Segundo escreve Peter Stiff no seu livro “Nine Days of War – Namibia: Before, During and After”, os ex-prisioneiros da SWAPO confirmaram, colectivamente que, pelo menos mais 2.000 ainda se encontravam nos campos de detenção da SWAPO em Angola e na Zâmbia e que cerca de 300 pessoas estavam desaparecidas.
A insistência nos relatos relacionados com a presença de mais 2.000 prisioneiros levou “Pik” Botha, no dia 6 de Julho de 1989, a expressar a sua preocupação em relação à segurança dos mesmos, dizendo recear que eles pudessem ser assassinados a qualquer momento. Este alarido constituía uma outra falácia dos sul-africanos, porquanto a SWAPO, supervisionada pelas Nações Unidas, libertou todos os prisioneiros. O próprio SecretárioGeral da SWAPO, Toivo ya Toivo, ofereceu duas opções aos prisioneiros: a oportunidade de reintegração na SWAPO ou serem repatriados para a África do Sul. Grande parte dos prisioneiros decidiu ser reintegrada e, em seguida, a SWAPO destruiu os campos de detenção em Angola e na Zâmbia.
Tendo acompanhado este processo de libertação e reintegração, o Alto Comissariado das Nações Unidas para os Refugiados (UNHCR), representado em África por um Departamento chefiado por Nicolas Bwakira, anunciou que aceitava o argumento de que a SWAPO havia solto todos os prisioneiros, ignorando as alegações lançadas pelos prisioneiros libertos, segundo uma lista fornecida por um “Comité de Pais”.
Apesar de grande parte dos prisioneiros insistirem nas torturas sofridas durante a permanência nos campos de detenção, é importante salientar que grande parte desses prisioneiros eram cidadãos namibianos que antes da detenção trabalhavam como espiões para o Governo sul-africano. Por conseguinte, mesmo depois de soltos, continuaram a realizar o seu trabalho de propaganda a favor do apartheid, disseminando a intriga e informações absurdas, segundo as quais a SWAPO pretendia estabelecer “uma ditadura militar fascista” na Namíbia.
Os mesmos namibianos infiltrados no movimento de libertação, foram ainda mais desmascarados, desta feita por Theo-Ben Gurirab, um alto dirigente da SWAPO, que afirmou que os representantes da ONU e dos meios de comunicação social internacionais tiveram acesso aos presos e aos seus números e todos os passos dados foram verificados e confirmados pelo pessoal da ONU.
Problema para durar
As divergências que a permanência dos colaboradores do apartheid na Polícia de Ordem Pública continuava a suscitar entre as partes estava longe de ser ultrapassada no mês de Julho. Pretória fazia tudo para deixar um legado no interior e exterior da África do Sul que garantisse a continuidade da ideia da supremacia branca.
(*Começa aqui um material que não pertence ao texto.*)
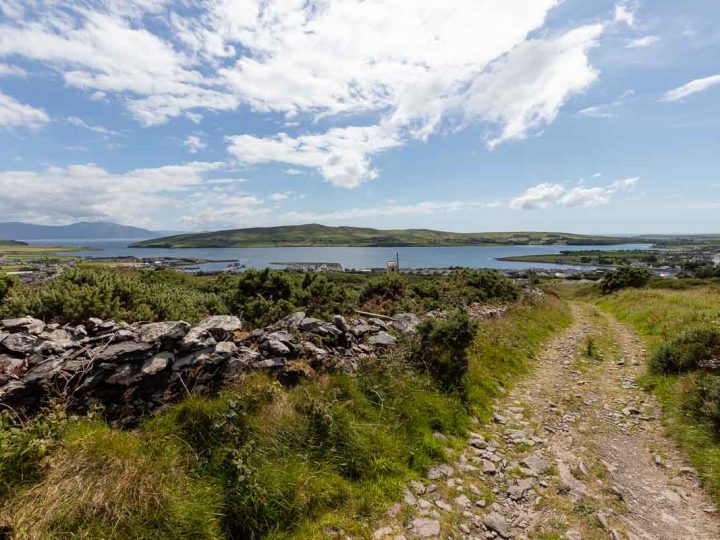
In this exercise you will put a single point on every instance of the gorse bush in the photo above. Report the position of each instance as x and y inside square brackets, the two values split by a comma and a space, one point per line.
[260, 297]
[7, 282]
[624, 278]
[263, 461]
[441, 350]
[687, 351]
[80, 293]
[264, 296]
[702, 397]
[393, 292]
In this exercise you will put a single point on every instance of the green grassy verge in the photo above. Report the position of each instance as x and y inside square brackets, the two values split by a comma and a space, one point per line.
[659, 315]
[321, 460]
Na Namíbia, para vencer as eleições, os ocupantes ilegais apostavam nos Koevoet. A SWAPO defendia que a presença desses antigos suportes do sistema caduco afectava negativamente a reputação da Polícia do Sudoeste Africano, enquanto os sul-africanos consideravam que a presença dos seus servidores ainda era importante para que situações similares aos “Nove Dias de Guerra”, de 1 a 9 de Abril de 1989, não voltassem a acontecer. Tudo indicava que este quadro estava para durar, enquanto a obsessão racista não fosse vergada.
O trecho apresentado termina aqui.